Untraced since 1885, the only remaining privately held gold Comitia Americana medal authorized by the United States Congress has surfaced and will be sold in the Stack’s Bowers Galleries April 4-8 Spring Auction, the Official Auction for the Whitman Coin and Collectibles Expo.
The Daniel Morgan at Cowpens medal was initially authorized in March 1781 by the Continental Congress to recognize the valor shown by Gen. Daniel Morgan at the 1781 Battle of Cowpens in South Carolina. It was designed by Augustin Dupre, the French master whose designs for this medal and others, including the Libertas Americana medal, earned him legendary status among the world’s medallic artists. The Morgan medal is generally considered the most beautiful of the Comitia Americana medals, referring to the medals authorized by Congress during the American Revolution. Its artistry inspired the designs of later Congressional Gold Medals struck to honor heroes of the War of 1812.
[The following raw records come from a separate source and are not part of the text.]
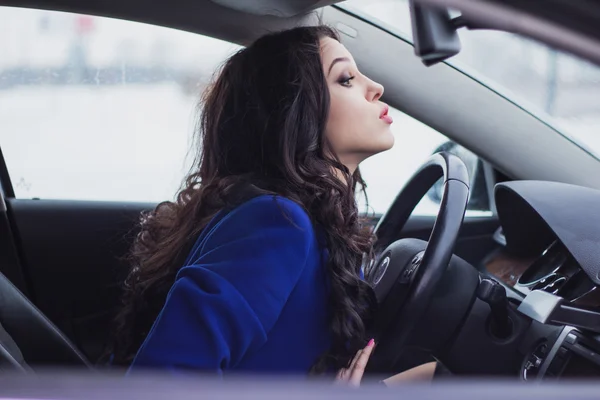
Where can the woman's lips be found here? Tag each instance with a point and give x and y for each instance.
(385, 116)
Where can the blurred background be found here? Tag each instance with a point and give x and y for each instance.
(95, 108)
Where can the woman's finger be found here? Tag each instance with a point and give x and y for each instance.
(354, 360)
(358, 370)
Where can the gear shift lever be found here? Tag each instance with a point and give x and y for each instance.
(494, 294)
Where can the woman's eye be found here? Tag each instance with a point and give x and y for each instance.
(345, 81)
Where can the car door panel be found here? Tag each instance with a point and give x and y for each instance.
(73, 257)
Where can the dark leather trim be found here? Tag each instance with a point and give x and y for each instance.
(39, 340)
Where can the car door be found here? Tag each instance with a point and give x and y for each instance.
(96, 116)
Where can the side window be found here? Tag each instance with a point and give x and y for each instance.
(96, 108)
(387, 173)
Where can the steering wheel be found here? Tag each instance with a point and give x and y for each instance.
(408, 271)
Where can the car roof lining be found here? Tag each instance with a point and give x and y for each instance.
(204, 17)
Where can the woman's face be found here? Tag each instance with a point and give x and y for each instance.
(358, 125)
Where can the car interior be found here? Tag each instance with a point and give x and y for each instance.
(511, 293)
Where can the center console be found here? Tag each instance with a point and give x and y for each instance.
(573, 355)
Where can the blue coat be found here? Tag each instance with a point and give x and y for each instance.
(252, 296)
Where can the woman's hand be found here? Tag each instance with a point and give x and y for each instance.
(354, 373)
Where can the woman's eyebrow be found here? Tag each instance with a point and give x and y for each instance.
(337, 60)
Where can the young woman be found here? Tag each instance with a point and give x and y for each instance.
(256, 267)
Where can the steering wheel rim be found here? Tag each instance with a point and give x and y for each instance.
(426, 267)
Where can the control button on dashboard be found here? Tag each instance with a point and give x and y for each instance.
(571, 338)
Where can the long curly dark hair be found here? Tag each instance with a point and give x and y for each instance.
(261, 132)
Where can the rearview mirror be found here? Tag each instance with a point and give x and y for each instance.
(434, 34)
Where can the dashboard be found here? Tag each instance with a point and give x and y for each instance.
(549, 254)
(554, 270)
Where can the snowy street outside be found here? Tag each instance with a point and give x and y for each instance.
(99, 109)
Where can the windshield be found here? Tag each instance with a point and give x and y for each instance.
(556, 87)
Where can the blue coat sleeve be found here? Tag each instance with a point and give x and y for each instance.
(223, 305)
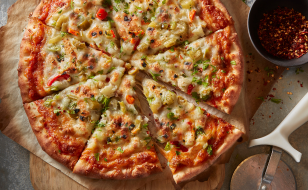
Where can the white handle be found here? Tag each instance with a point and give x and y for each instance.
(279, 137)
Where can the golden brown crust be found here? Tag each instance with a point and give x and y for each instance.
(23, 64)
(137, 171)
(233, 92)
(190, 172)
(46, 142)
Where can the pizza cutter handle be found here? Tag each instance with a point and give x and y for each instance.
(279, 137)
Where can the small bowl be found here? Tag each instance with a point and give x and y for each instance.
(256, 14)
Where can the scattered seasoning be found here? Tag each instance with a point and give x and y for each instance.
(284, 33)
(277, 101)
(298, 70)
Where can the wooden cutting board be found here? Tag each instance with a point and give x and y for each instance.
(45, 177)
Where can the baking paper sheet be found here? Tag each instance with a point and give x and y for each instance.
(14, 122)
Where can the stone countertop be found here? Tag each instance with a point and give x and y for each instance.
(14, 159)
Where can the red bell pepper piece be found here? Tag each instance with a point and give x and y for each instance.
(57, 78)
(101, 14)
(190, 88)
(179, 146)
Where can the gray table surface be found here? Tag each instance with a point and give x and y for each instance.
(14, 159)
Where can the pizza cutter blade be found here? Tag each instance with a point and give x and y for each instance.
(268, 172)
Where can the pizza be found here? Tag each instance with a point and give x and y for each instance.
(189, 138)
(210, 68)
(77, 76)
(122, 132)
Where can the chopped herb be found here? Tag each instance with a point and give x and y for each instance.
(233, 62)
(120, 149)
(96, 155)
(167, 147)
(72, 4)
(205, 66)
(154, 75)
(214, 68)
(196, 80)
(275, 100)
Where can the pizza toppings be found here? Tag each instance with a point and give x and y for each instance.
(80, 55)
(101, 14)
(189, 135)
(58, 78)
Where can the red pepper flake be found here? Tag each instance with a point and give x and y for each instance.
(284, 33)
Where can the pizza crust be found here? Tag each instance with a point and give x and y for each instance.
(37, 125)
(190, 172)
(232, 93)
(138, 171)
(25, 51)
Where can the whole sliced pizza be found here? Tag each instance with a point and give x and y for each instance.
(77, 68)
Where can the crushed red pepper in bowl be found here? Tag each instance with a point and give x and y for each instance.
(283, 32)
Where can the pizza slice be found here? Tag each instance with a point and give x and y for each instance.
(181, 22)
(210, 69)
(120, 146)
(189, 138)
(51, 61)
(87, 20)
(63, 122)
(131, 20)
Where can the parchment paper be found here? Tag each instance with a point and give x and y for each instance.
(14, 122)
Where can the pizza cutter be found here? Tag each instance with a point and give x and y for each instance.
(268, 172)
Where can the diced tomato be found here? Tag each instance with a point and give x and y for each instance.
(72, 31)
(130, 99)
(58, 78)
(136, 44)
(101, 14)
(113, 34)
(192, 14)
(190, 88)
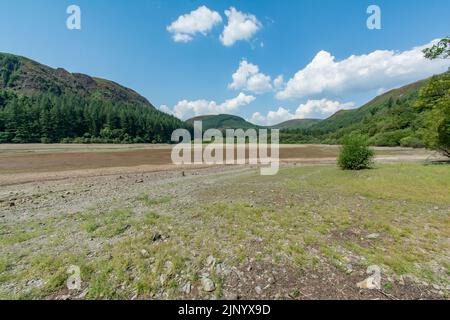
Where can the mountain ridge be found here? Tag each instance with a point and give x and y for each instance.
(24, 75)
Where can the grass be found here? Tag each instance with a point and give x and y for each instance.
(302, 218)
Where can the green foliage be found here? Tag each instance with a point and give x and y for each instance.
(412, 142)
(439, 50)
(9, 65)
(355, 153)
(434, 102)
(49, 118)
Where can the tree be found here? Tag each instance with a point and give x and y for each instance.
(434, 101)
(439, 50)
(355, 153)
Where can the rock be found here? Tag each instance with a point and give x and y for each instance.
(156, 237)
(258, 290)
(210, 261)
(208, 285)
(231, 296)
(35, 283)
(369, 284)
(83, 294)
(144, 253)
(187, 288)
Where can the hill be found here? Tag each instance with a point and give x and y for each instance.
(42, 104)
(222, 122)
(391, 119)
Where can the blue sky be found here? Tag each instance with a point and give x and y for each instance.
(309, 43)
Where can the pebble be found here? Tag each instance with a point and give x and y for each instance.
(208, 285)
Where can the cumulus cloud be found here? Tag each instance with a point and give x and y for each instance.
(241, 26)
(248, 77)
(360, 73)
(201, 20)
(312, 109)
(187, 109)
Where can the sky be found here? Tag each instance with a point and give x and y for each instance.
(267, 61)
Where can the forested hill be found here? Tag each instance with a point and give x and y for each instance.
(41, 104)
(391, 119)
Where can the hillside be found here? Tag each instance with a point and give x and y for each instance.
(222, 122)
(296, 124)
(42, 104)
(391, 119)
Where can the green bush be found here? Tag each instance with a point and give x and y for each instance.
(355, 153)
(412, 142)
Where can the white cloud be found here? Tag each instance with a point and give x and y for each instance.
(241, 26)
(201, 20)
(247, 77)
(187, 109)
(312, 109)
(278, 82)
(378, 69)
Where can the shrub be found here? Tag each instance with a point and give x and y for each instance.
(412, 142)
(355, 153)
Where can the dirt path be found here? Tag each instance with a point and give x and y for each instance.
(28, 163)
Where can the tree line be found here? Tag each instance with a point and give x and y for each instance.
(47, 118)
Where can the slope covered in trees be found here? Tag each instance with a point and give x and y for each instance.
(41, 104)
(391, 119)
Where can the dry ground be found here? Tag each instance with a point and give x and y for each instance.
(309, 232)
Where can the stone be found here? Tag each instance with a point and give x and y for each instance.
(208, 285)
(258, 290)
(144, 253)
(187, 288)
(210, 261)
(369, 284)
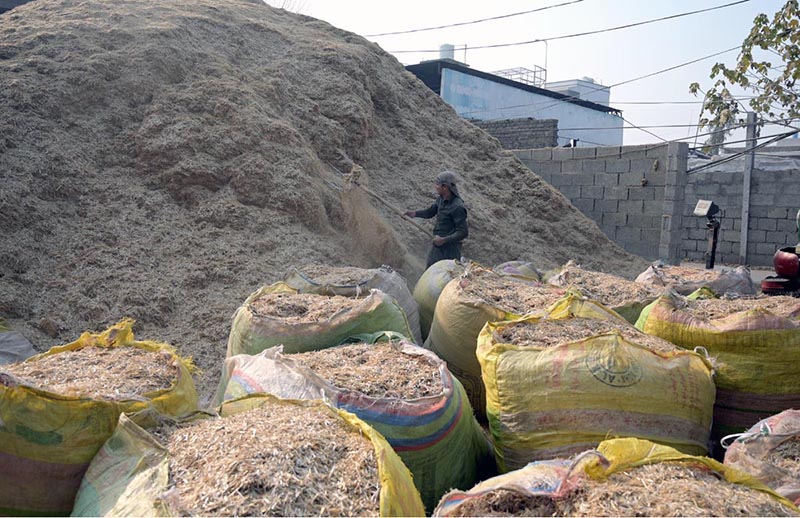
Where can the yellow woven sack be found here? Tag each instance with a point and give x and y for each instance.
(757, 359)
(47, 440)
(129, 477)
(548, 402)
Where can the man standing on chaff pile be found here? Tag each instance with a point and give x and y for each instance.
(451, 219)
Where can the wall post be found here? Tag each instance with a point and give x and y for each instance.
(670, 245)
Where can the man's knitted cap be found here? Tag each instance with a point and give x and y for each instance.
(449, 179)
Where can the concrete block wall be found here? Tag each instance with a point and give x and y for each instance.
(620, 188)
(522, 133)
(774, 202)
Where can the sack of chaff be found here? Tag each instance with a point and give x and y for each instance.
(59, 407)
(469, 301)
(430, 286)
(622, 477)
(686, 280)
(523, 271)
(349, 281)
(623, 296)
(770, 451)
(263, 457)
(280, 315)
(403, 391)
(560, 382)
(756, 343)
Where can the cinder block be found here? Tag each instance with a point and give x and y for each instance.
(757, 236)
(592, 191)
(608, 152)
(583, 204)
(613, 219)
(781, 239)
(628, 234)
(652, 207)
(731, 235)
(545, 167)
(571, 166)
(618, 166)
(634, 152)
(631, 206)
(616, 193)
(641, 193)
(572, 192)
(606, 179)
(542, 154)
(561, 153)
(766, 224)
(603, 205)
(778, 213)
(593, 166)
(763, 248)
(584, 152)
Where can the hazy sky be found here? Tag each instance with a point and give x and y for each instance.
(609, 57)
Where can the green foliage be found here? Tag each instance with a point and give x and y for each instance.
(772, 81)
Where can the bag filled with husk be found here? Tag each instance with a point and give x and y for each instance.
(756, 343)
(523, 271)
(770, 451)
(560, 382)
(280, 315)
(622, 477)
(621, 295)
(263, 457)
(430, 286)
(403, 391)
(478, 296)
(349, 281)
(685, 280)
(59, 407)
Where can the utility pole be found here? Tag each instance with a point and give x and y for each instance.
(749, 162)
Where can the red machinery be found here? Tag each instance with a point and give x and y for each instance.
(787, 265)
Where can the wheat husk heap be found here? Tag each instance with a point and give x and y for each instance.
(161, 160)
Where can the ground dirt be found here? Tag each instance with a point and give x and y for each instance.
(161, 160)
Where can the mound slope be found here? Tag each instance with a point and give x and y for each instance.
(161, 159)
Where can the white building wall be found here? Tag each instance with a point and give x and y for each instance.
(476, 98)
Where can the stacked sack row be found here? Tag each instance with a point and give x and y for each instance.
(556, 376)
(327, 405)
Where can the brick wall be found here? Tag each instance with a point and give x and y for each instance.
(774, 201)
(653, 218)
(620, 188)
(524, 133)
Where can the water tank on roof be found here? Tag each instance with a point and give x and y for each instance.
(447, 51)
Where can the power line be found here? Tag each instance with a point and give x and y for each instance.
(472, 22)
(742, 153)
(610, 29)
(572, 97)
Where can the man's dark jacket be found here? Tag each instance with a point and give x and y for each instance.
(451, 224)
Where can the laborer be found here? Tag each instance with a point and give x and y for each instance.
(451, 219)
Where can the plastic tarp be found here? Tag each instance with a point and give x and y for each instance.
(47, 440)
(548, 402)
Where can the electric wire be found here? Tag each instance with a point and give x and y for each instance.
(459, 24)
(575, 35)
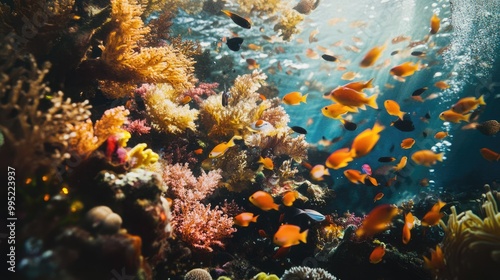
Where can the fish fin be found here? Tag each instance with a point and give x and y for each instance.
(481, 100)
(304, 98)
(303, 236)
(372, 101)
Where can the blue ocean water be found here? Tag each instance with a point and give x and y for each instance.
(464, 53)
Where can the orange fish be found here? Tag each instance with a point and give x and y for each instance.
(467, 104)
(377, 254)
(318, 171)
(378, 197)
(360, 85)
(407, 143)
(267, 162)
(406, 69)
(409, 222)
(440, 135)
(451, 116)
(220, 149)
(263, 200)
(289, 197)
(372, 56)
(245, 218)
(294, 98)
(435, 23)
(401, 164)
(393, 109)
(339, 158)
(336, 110)
(433, 217)
(426, 157)
(377, 220)
(489, 154)
(349, 97)
(366, 140)
(289, 235)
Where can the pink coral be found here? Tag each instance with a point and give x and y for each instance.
(138, 126)
(205, 89)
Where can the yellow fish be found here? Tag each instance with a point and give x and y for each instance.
(220, 149)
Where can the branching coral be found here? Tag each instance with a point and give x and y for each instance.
(197, 224)
(165, 114)
(471, 245)
(129, 63)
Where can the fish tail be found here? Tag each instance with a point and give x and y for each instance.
(372, 101)
(481, 100)
(304, 98)
(303, 236)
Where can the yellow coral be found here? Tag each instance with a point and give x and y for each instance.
(165, 114)
(140, 157)
(130, 63)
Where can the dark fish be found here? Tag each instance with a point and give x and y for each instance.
(225, 97)
(234, 44)
(419, 91)
(299, 129)
(386, 159)
(329, 57)
(418, 53)
(405, 125)
(350, 125)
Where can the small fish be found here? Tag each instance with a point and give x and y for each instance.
(318, 171)
(489, 155)
(454, 117)
(435, 24)
(263, 200)
(378, 197)
(386, 159)
(239, 20)
(366, 169)
(328, 57)
(221, 148)
(393, 109)
(294, 98)
(378, 220)
(440, 135)
(377, 254)
(299, 129)
(407, 143)
(289, 235)
(419, 91)
(426, 157)
(244, 219)
(372, 56)
(234, 44)
(267, 163)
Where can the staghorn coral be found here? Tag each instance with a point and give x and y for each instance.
(129, 63)
(199, 225)
(243, 107)
(36, 130)
(471, 245)
(304, 272)
(165, 114)
(287, 25)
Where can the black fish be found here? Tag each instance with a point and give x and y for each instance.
(239, 20)
(350, 125)
(299, 129)
(405, 125)
(419, 91)
(418, 53)
(386, 159)
(234, 44)
(328, 57)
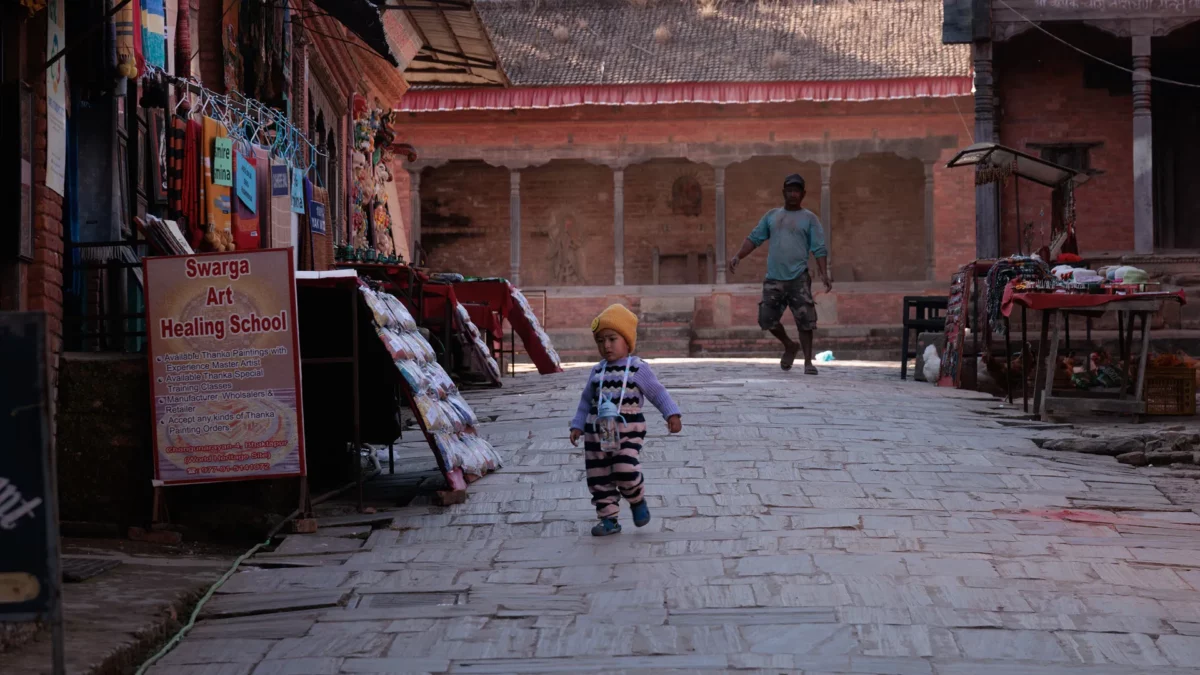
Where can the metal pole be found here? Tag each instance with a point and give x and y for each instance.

Morgan’s gold medal was lost in 1818, stolen from a vault during the earliest recorded bank robbery in the history of Pittsburgh. Its owner, Pittsburgh banker and writer Morgan Neville, was Daniel Morgan’s grandson and his oldest male heir. Neville used his national reputation and political connections in a decades-long fight to have the gold medal replaced, enlisting the help of congressmen and even retired President Thomas Jefferson. In 1836, the United States Congress finally authorized a replacement medal, permitting just one to be struck in gold.
The medal authorized by Congress in 1836 is the piece to be offered in the Stack’s Bowers Galleries Spring Auction, struck in 1839 at the Philadelphia Mint and presented in 1841 to Morgan Neville’s son.
It remained in the family until at least 1885. At some point, the medal was acquired by famed financier J.P. Morgan who believed, incorrectly, that Daniel Morgan was his kin. The medal disappeared from view for decades, resurfacing in recent months still in its original box of issue. It has been authenticated by Professional Coin Grading Service (PCGS) and graded SP63.